As if that weren’t enough, the EU (European Union) has added another challenge. In 2023, it announced plans to ban gasoline and diesel cars from 2035. This meant VW had to make a drastic pivot away from the internal combustion engines it had long been known for, and toward electric vehicles (EVs).
But the transition to EVs wasn’t without its problems. VW was late to the EV party, and the timing couldn’t have been worse.

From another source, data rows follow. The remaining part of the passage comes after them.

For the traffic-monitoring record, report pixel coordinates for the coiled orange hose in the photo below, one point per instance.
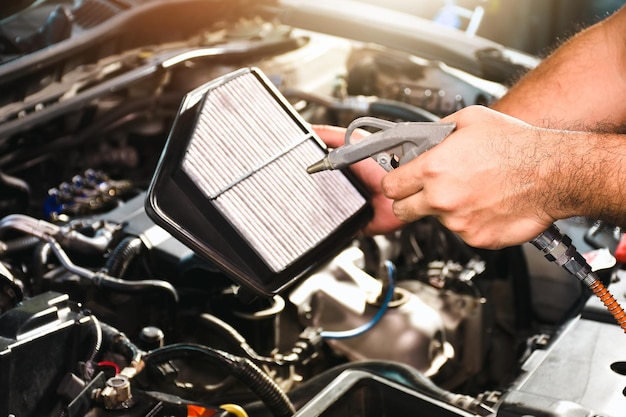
(610, 302)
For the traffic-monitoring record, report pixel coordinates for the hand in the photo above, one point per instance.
(484, 181)
(370, 174)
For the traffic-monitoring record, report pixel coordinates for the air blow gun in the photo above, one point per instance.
(395, 144)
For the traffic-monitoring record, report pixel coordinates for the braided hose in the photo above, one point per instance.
(610, 303)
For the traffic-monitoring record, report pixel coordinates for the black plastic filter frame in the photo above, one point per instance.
(178, 200)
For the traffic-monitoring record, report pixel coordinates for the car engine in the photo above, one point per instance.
(107, 311)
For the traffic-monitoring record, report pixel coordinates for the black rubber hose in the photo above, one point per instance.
(40, 260)
(140, 286)
(21, 243)
(121, 257)
(394, 371)
(118, 342)
(243, 369)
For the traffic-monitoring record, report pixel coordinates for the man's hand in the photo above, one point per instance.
(370, 173)
(485, 181)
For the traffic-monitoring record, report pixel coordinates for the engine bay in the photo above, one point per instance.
(105, 312)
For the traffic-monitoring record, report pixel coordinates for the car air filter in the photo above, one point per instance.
(232, 185)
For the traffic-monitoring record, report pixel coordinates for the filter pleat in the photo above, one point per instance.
(248, 156)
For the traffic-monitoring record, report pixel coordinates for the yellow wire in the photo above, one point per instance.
(235, 409)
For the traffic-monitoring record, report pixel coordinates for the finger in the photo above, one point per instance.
(403, 181)
(412, 208)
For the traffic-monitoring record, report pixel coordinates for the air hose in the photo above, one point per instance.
(558, 248)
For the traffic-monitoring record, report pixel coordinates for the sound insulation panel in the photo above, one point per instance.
(232, 184)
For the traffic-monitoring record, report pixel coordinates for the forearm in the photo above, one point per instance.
(579, 86)
(588, 175)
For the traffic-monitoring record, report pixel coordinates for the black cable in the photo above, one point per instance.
(123, 254)
(394, 371)
(243, 369)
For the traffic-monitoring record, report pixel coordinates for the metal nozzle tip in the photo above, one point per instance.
(321, 165)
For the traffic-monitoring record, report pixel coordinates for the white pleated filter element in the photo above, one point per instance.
(248, 155)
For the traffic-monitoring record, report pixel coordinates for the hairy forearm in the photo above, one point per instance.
(584, 175)
(580, 85)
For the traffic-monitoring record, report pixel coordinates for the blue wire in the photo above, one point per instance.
(345, 334)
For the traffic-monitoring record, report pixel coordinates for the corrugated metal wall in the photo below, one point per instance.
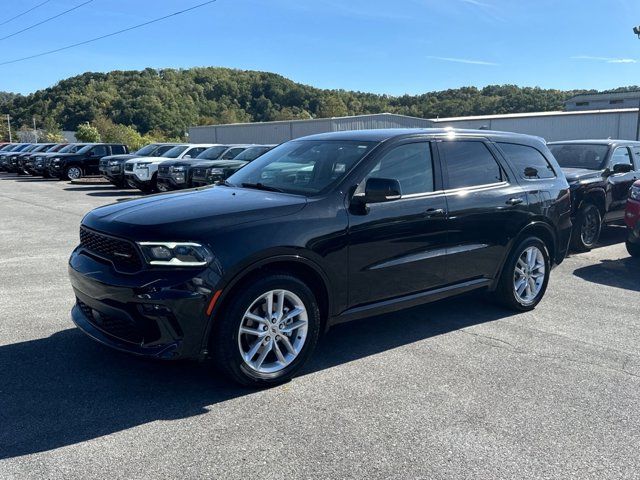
(558, 126)
(277, 132)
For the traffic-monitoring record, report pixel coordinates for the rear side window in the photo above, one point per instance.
(528, 162)
(469, 164)
(410, 164)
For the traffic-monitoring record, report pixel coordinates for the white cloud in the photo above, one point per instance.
(467, 61)
(604, 59)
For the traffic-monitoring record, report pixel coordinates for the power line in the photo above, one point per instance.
(49, 52)
(25, 12)
(45, 21)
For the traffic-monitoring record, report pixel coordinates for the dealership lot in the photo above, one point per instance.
(458, 389)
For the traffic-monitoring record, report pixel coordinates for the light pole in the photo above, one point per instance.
(9, 125)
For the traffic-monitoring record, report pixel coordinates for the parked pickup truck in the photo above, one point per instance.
(112, 167)
(208, 173)
(72, 166)
(176, 175)
(600, 173)
(142, 173)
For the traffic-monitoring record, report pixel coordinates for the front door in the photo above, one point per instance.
(398, 247)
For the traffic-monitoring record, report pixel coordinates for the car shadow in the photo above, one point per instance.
(65, 388)
(621, 273)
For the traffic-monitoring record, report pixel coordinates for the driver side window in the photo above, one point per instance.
(411, 164)
(621, 156)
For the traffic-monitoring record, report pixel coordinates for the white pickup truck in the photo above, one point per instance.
(142, 173)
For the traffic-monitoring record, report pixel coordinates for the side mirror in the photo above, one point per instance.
(622, 168)
(378, 190)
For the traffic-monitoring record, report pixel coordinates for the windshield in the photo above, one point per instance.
(174, 152)
(304, 167)
(251, 153)
(147, 150)
(72, 148)
(212, 153)
(591, 157)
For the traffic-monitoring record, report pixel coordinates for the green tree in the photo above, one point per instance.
(87, 133)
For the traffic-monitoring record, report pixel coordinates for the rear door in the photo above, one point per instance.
(486, 208)
(619, 184)
(399, 247)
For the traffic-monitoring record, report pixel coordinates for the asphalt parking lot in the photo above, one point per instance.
(457, 389)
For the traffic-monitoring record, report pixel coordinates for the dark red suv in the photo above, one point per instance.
(632, 219)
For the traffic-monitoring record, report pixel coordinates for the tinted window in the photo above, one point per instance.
(574, 155)
(528, 162)
(410, 164)
(621, 155)
(470, 164)
(117, 149)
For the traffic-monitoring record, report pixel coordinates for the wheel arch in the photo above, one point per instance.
(301, 267)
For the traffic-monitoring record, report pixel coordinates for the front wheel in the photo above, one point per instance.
(268, 331)
(633, 249)
(73, 173)
(586, 231)
(525, 275)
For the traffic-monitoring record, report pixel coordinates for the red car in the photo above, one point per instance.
(632, 219)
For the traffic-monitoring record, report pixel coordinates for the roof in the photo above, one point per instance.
(586, 97)
(607, 141)
(380, 135)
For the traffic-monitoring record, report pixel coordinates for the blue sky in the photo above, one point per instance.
(393, 47)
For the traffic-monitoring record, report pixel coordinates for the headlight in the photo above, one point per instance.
(176, 254)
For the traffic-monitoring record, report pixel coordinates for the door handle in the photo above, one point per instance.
(435, 212)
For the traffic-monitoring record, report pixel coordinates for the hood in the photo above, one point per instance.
(579, 174)
(190, 214)
(122, 157)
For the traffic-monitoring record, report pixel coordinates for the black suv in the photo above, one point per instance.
(216, 171)
(112, 167)
(600, 173)
(318, 231)
(86, 161)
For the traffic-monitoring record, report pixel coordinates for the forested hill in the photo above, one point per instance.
(167, 101)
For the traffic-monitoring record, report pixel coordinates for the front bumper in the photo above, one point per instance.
(153, 313)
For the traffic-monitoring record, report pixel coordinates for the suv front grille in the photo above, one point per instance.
(121, 253)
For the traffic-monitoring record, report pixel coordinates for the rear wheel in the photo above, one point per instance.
(268, 331)
(586, 230)
(525, 275)
(73, 172)
(633, 249)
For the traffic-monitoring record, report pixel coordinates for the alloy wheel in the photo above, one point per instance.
(273, 331)
(529, 275)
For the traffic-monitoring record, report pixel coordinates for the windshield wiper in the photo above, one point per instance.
(262, 186)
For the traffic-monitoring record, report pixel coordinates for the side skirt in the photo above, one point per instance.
(408, 301)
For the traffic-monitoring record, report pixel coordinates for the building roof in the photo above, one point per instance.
(592, 97)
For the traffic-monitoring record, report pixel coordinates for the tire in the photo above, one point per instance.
(586, 229)
(633, 249)
(228, 341)
(507, 293)
(72, 172)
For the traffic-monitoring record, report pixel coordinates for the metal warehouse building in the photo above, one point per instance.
(609, 123)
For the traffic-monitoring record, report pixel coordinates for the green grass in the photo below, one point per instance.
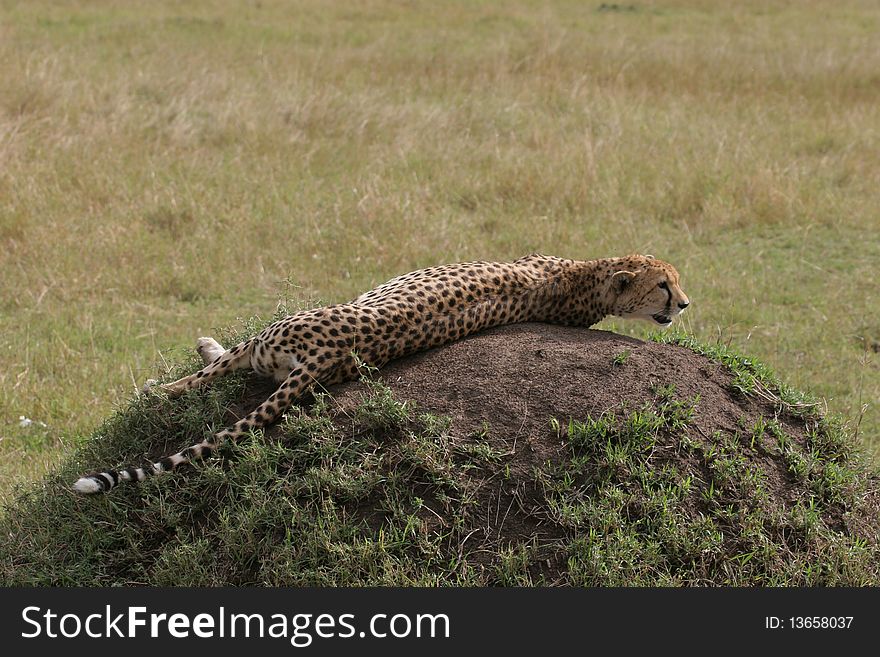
(166, 168)
(386, 494)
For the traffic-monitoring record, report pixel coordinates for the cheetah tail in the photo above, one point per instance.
(106, 480)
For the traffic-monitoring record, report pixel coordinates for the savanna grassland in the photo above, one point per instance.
(167, 168)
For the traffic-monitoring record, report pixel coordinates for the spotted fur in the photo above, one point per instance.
(420, 310)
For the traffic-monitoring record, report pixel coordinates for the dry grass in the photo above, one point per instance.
(166, 167)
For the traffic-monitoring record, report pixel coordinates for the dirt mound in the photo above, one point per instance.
(525, 455)
(738, 459)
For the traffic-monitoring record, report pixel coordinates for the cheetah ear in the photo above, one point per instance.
(620, 280)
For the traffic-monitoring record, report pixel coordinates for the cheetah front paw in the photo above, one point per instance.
(209, 349)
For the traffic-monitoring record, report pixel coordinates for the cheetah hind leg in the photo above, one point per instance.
(218, 362)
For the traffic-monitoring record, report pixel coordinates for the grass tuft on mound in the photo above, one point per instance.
(388, 492)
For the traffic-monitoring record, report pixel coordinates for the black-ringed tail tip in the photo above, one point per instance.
(102, 482)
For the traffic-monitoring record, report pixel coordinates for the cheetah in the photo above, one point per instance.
(413, 312)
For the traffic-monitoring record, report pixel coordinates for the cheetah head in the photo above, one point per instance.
(643, 287)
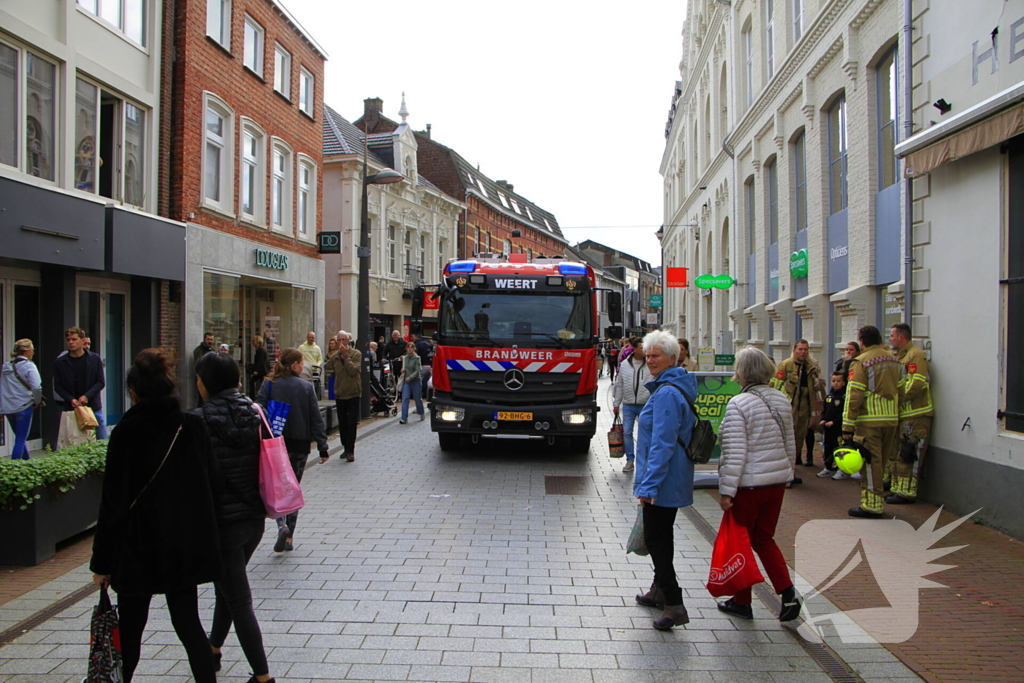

Germany has ended EV subsidies after spending €10 billion to support 2 million electric vehicles since 2016, declaring the subsidy program a success. Without these incentives, Germans had little reason to switch to expensive EVs, especially the VWs with their higher price tags.
On top of that, VW faced another obstacle: a shrinking pool of skilled workers. An aging population made it difficult to find the young talent it needed to keep production running smoothly.
It was a perfect storm of challenges.
So what’s left?
Exports?
Well, that didn’t work either.
Take Germany’s trade with China, for example. In the 2010s, trade between the two countries was a win-win situation. Germany sold cars, chemicals, and machinery to China, while China supplied consumer goods, batteries, and electronics in return. But now, China produces most of these locally, at much lower costs. So, VW cars are no longer as competitive in China as they used to be.
Even in the US, VW struggled to understand the market. The cars it produced were either too small, too expensive, or both. By the time VW understood what Americans wanted, automakers in Japan and Korea had learned from VW’s mistakes and seized market share.
So yes, with domestic and international sales falling, VW expects to deliver only 9 million cars worldwide this year, down from 9.24 million in 2023.
Perhaps it sees cutting costs as the only way out.
But here’s the thing. Even if it does, it will affect the entire automotive sector. After all, the automotive sector is Germany’s largest, contributing 5% to GDP and employing around 800,000 people – around 40% of whom are at VW.
Cutting costs, even if it means dragging down its own country’s economy, may not help VW get out of its recession.
So the German automotive sector must urgently find a way out, or the inevitable end is not very promising.